This code does two things

1. makes "text" a variable (the first line of code)
2. allows the user to input the value of "text" (the second line of code)

A variable is essentially the variable in math. However, in a programming language, a variable can hold a character, number, or a string. Before you use a variable, you have to declare it. There is a simple way to do that:

```var foo : int
```

There are several important parts in this code segment. First, there is the keyword "var". It basically means that whatever comes next is a variable declaration. "foo" is the name of the variable you are defining. After, there is a colon. After the colon is the keyword "int". This says that foo is an integer. This statement essentially declares foo as an integer. This will be further explained in the next section.

## Variable Types

There are four types of variables:

 type what it is syntax boolean true or false var a : boolean integer numbers with no decimals var b : int real number numbers with decimal places var c : real string series of characters var d : string

## Working With Variables

In the previous section, we saw all the variable types. Now we need to learn how to use them.

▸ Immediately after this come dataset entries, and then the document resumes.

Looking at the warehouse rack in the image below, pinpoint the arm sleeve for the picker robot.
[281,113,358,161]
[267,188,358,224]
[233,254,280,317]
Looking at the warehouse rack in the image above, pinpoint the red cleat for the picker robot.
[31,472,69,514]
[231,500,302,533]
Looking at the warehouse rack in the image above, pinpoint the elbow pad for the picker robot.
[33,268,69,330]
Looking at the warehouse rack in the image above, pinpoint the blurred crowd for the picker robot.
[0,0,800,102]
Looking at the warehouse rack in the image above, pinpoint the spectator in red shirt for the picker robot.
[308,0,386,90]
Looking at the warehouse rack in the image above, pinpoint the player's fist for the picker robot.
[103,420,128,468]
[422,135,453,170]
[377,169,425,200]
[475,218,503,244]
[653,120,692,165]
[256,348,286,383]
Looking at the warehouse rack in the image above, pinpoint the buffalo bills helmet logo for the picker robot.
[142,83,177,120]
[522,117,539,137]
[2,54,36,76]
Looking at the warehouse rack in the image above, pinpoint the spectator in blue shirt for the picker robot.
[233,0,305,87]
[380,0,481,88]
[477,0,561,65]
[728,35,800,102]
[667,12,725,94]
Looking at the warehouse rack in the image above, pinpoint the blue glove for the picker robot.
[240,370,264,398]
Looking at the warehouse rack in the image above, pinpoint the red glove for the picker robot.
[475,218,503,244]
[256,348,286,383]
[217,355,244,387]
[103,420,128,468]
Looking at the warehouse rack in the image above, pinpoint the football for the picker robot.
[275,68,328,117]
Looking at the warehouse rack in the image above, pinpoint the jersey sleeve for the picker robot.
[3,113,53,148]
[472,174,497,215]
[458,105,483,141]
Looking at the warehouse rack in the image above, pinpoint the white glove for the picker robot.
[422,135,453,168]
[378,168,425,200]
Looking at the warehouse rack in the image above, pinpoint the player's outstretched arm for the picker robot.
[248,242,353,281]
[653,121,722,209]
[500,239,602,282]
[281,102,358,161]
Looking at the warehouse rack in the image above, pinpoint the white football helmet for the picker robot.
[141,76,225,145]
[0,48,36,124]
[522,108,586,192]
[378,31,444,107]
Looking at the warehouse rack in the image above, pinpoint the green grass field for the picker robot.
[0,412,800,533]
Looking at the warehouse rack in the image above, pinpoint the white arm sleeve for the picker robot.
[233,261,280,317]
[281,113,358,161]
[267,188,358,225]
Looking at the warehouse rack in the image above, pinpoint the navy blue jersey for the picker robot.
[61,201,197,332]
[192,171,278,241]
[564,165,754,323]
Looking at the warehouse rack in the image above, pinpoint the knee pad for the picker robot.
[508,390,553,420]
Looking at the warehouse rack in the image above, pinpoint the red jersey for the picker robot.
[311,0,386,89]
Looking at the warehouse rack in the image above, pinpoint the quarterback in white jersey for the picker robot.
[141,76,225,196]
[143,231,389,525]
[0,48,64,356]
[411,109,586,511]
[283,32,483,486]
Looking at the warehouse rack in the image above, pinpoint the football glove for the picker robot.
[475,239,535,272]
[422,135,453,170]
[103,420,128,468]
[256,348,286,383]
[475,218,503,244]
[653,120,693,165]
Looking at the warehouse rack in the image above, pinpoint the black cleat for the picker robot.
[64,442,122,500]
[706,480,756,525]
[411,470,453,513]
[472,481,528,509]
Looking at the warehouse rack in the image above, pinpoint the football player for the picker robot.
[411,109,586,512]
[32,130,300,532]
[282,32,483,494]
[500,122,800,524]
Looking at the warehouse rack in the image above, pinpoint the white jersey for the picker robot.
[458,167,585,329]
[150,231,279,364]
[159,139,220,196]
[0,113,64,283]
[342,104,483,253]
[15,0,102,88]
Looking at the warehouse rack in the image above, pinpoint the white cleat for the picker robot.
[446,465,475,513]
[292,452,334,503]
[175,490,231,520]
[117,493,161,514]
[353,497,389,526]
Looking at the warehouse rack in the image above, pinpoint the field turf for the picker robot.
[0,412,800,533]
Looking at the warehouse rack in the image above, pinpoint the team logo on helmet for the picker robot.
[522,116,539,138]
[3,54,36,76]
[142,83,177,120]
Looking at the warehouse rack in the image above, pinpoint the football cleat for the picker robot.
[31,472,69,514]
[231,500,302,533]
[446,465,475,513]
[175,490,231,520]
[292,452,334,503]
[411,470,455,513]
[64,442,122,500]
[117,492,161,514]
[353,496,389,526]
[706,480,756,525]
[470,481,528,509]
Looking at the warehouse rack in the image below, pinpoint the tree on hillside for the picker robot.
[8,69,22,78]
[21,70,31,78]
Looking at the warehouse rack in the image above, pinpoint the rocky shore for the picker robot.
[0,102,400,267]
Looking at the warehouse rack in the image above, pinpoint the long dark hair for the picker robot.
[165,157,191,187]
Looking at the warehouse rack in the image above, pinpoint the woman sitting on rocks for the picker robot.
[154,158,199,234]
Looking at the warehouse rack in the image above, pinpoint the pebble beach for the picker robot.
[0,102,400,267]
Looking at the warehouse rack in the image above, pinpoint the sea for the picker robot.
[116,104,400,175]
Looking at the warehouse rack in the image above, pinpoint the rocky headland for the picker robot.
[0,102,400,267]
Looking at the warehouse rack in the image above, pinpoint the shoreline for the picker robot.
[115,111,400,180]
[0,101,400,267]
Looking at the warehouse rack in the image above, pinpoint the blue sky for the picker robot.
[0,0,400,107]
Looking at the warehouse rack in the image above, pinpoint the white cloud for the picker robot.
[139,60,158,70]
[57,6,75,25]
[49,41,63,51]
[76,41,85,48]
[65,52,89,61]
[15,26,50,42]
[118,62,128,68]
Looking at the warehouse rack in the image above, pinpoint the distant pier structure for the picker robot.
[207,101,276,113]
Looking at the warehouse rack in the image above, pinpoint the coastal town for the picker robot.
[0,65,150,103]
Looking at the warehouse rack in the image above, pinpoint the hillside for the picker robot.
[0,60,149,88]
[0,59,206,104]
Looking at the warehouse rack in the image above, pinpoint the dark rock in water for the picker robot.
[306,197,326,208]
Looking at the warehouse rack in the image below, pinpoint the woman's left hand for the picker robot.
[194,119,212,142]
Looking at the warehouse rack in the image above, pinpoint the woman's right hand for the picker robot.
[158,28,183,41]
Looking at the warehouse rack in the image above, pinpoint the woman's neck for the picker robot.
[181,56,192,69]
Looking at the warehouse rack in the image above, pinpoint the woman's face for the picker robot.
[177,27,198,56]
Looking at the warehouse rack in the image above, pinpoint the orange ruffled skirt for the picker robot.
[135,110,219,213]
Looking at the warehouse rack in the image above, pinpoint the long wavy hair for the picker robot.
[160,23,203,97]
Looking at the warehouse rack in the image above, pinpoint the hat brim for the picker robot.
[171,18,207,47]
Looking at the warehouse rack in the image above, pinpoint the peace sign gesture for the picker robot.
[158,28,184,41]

Suppose we had two integers, called "foo" and "bar". We can do many things with these two variables.

```foo := 5
bar := foo + 10
```

## Arrays

Another useful type of variables is an array. It can store many different variables at once. For example, a 10 by 10 array can store 10 times 10 variables, or 100 different values. The syntax is as follows:

```    var asdf : array 1..10, 1..10 of int
```

You can choose the variable type and the size by changing the numbers and the "int" to boolean for example. If you choose to add more dimensions, you can, for example:

```    var jkl : array 1..3, 1..5, 13..36 of boolean
```

The way you assign or call variables is as follows:

```    asdf (1,4) := 5
get asdf (2,7)
put jkl (3, 3, 34)
```

## Exercises

Exercises:

1. Make a program that has the user input their name and then prints it out (Hint: to print a variable, you cannot put quotation marks around it)
2. Make a variable that stores 10 names in an array, and if you want, prints them out. You will learn a more efficient way of doing this next lesson.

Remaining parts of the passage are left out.